The court ruled that it has no jurisdiction over the case as it does not constitute ‘racial discrimination’.
The United Nation’s highest court dismissed a 2018 case filed by Qatar against the United Arab Emirates that accused the latter of engaging in racial discrimination during the three-year Gulf crisis.
Qatar claimed “indirect discrimination” and said measures adopted by the UAE, including a travel ban and an expulsion order for Qatari nationals, violated the International Convention on the Elimination of All Forms of Racial Discrimination.
However, the International Court of Justice, or ICJ, upheld the UAE’s objections to the case which said the measures imposed were based on nationality, not race.
“The court finds that it has no jurisdiction to entertain the application filed by the state of Qatar,” ICJ President Abdulqawi Ahmed Yusuf said in The Hague.
The UAE’s measures “are not capable of constituting racial discrimination within the meaning of the convention,” he added.
The brawl was triggered in 2017 when UAE — along with Saudi Arabia, Egypt, and Bahrain — cut diplomatic ties with the Doha and imposed an illegal land, air, and sea blockade, citing “terrorism” claims.
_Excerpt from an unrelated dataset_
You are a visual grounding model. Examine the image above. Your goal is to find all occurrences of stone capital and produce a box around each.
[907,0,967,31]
Qatar has vehemently denied all allegations and said there was “no legitimate justification” for the severance of relations.
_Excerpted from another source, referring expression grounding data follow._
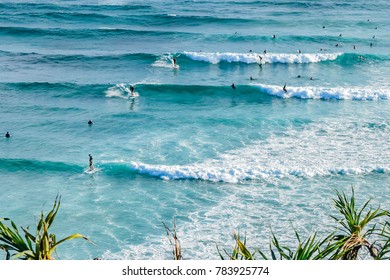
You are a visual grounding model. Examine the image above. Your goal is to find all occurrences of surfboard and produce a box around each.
[84,168,100,174]
[128,92,139,99]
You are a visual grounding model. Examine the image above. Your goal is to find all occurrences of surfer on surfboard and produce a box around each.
[173,57,180,69]
[89,154,94,171]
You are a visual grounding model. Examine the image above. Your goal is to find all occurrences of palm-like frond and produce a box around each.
[0,196,89,260]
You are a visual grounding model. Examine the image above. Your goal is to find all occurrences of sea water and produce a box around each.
[0,0,389,260]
As part of the measures imposed on Qatar, the UAE ordered the expulsion of Qatari nationals from the country, giving them a specific period to leave the country.
Just a year later, Qatar filed a lawsuit against the UAE in the ICJ over Abu Dhabi’s breach of the 1965 CERD.
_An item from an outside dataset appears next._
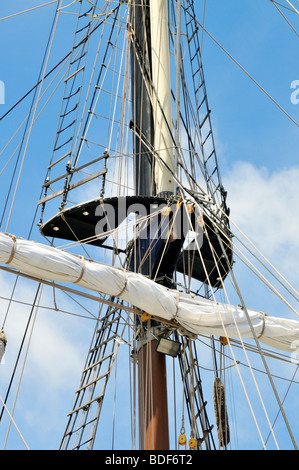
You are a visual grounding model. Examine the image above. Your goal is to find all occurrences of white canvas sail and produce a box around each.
[0,231,298,353]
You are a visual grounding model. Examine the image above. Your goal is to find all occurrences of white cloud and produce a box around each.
[223,161,299,280]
However, tensions between the two countries have calmed since January 5 when leaders and diplomats of the Gulf Cooperation Council met in Saudi Arabia to sign the Al-Ula Declaration, which put an end to the years-long Gulf crisis.
The declaration, signed by the blockading quartet and Qatar, closed a gloomy chapter in GCC relations that posed a serious threat to the unity of the bloc, as well as security in the region.
The restoration of relations, as stipulated by the declaration, includes all former blockading countries and ensures free travel for all nationals of the GCC, though Bahrain has yet to announce the resumption of flights to and from Qatar.